Posłanka Popiołek mówi też, że ma żal do kierownictwa partii za to, że pana promowano. Nazywa pana wojującym antyklerykałem, który obraził jej uczucia religijne.
Posłanka Popiołek mówi też, że ma żal do kierownictwa partii za to, że pana promowano. Nazywa pana wojującym antyklerykałem, który obraził jej uczucia religijne.
Jest mi bardzo przykro, ale trudno mi nawet zdefiniować, co to są te uczucia religijne. Jak można je obrazić? Tyle mam do powiedzenia.
Dziwi się pan publicznej krytyce. Czy partia powinna się w takim razie zająć komentarzami Popiołek?

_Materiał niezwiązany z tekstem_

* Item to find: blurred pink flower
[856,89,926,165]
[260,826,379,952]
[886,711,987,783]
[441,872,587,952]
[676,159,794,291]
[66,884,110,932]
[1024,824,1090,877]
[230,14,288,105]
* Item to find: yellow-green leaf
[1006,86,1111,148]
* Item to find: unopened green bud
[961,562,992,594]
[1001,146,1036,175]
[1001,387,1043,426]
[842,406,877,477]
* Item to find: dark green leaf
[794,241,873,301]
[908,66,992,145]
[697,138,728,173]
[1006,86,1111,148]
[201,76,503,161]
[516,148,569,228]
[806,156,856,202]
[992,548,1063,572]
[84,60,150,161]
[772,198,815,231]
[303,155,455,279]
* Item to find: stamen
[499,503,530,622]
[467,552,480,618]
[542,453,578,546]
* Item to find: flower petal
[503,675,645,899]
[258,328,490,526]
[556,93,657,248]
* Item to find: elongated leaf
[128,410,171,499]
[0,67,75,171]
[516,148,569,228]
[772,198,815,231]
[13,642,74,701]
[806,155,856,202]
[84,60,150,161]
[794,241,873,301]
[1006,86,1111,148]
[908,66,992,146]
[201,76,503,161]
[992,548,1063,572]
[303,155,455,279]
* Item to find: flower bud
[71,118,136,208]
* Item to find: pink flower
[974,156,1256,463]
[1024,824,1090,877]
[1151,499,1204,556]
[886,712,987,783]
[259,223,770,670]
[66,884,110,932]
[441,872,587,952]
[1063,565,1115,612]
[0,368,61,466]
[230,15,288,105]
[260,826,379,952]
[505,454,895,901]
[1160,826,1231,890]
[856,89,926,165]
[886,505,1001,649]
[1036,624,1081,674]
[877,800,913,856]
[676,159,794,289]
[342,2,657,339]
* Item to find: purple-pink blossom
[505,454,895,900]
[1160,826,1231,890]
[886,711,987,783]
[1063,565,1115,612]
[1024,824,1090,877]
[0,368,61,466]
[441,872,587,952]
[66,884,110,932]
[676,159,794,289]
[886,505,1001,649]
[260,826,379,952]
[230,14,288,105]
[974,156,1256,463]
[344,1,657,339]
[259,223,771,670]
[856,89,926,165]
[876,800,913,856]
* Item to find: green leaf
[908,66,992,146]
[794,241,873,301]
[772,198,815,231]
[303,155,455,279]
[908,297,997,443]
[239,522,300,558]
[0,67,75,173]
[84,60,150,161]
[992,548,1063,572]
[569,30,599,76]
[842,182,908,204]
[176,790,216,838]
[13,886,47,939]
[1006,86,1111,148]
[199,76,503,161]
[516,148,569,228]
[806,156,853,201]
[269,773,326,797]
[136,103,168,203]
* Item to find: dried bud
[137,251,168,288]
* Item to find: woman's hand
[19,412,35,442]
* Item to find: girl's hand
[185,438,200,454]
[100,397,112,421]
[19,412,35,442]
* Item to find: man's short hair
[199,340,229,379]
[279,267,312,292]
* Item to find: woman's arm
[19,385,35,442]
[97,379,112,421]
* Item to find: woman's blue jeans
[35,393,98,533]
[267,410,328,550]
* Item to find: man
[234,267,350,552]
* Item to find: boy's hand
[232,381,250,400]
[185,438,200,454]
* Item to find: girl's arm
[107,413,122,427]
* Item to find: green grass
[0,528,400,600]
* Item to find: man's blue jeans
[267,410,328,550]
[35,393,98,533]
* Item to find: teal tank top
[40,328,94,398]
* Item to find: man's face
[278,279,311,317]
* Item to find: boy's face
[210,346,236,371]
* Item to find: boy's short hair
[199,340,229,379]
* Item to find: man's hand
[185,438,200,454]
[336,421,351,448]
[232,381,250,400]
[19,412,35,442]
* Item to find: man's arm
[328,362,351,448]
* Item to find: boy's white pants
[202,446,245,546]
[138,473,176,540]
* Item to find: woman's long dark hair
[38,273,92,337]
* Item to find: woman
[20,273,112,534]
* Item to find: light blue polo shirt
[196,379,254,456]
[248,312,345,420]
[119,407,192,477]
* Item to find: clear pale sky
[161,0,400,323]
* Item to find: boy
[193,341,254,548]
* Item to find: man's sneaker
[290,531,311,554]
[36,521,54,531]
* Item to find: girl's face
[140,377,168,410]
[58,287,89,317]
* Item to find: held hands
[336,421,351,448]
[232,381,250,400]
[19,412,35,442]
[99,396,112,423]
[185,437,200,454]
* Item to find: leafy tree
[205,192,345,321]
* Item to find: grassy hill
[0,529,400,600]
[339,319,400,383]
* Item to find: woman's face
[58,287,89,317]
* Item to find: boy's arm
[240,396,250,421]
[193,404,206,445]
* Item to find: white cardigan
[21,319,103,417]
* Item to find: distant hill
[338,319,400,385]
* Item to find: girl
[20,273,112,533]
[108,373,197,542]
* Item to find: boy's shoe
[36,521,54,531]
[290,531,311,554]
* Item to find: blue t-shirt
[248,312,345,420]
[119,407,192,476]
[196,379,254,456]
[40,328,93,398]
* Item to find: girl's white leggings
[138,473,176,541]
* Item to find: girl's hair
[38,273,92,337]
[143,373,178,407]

Nie, mamy przed sobą wybory samorządowe i czekają nas kolejne wyzwania. Jest sporo projektów ustaw, które musimy złożyć. Nie zajmujmy się posłanką Popiołek.
Może jej słowa dobrze odzwierciedlają atmosferę w partii? Może rzeczywiście czujecie, że stajecie się jak Samoobrona?
Nie sądzę. Nastroje są różne, ale ja cały czas wierzę w ten projekt. Jestem przekonany, że Twój Ruch ma rację bytu. Co do Samoobrony, to ja tego podobieństwa nie widzę. Tam była partia chłopska, zbudowana na człowieku, który był poza parlamentem, zdobył popularność wysypując zboże na tory. My nie robiliśmy tak destrukcyjnych protestów. Samoobronę najbardziej przypomina dziś PiS. Szczególnie pod względem kultury politycznej.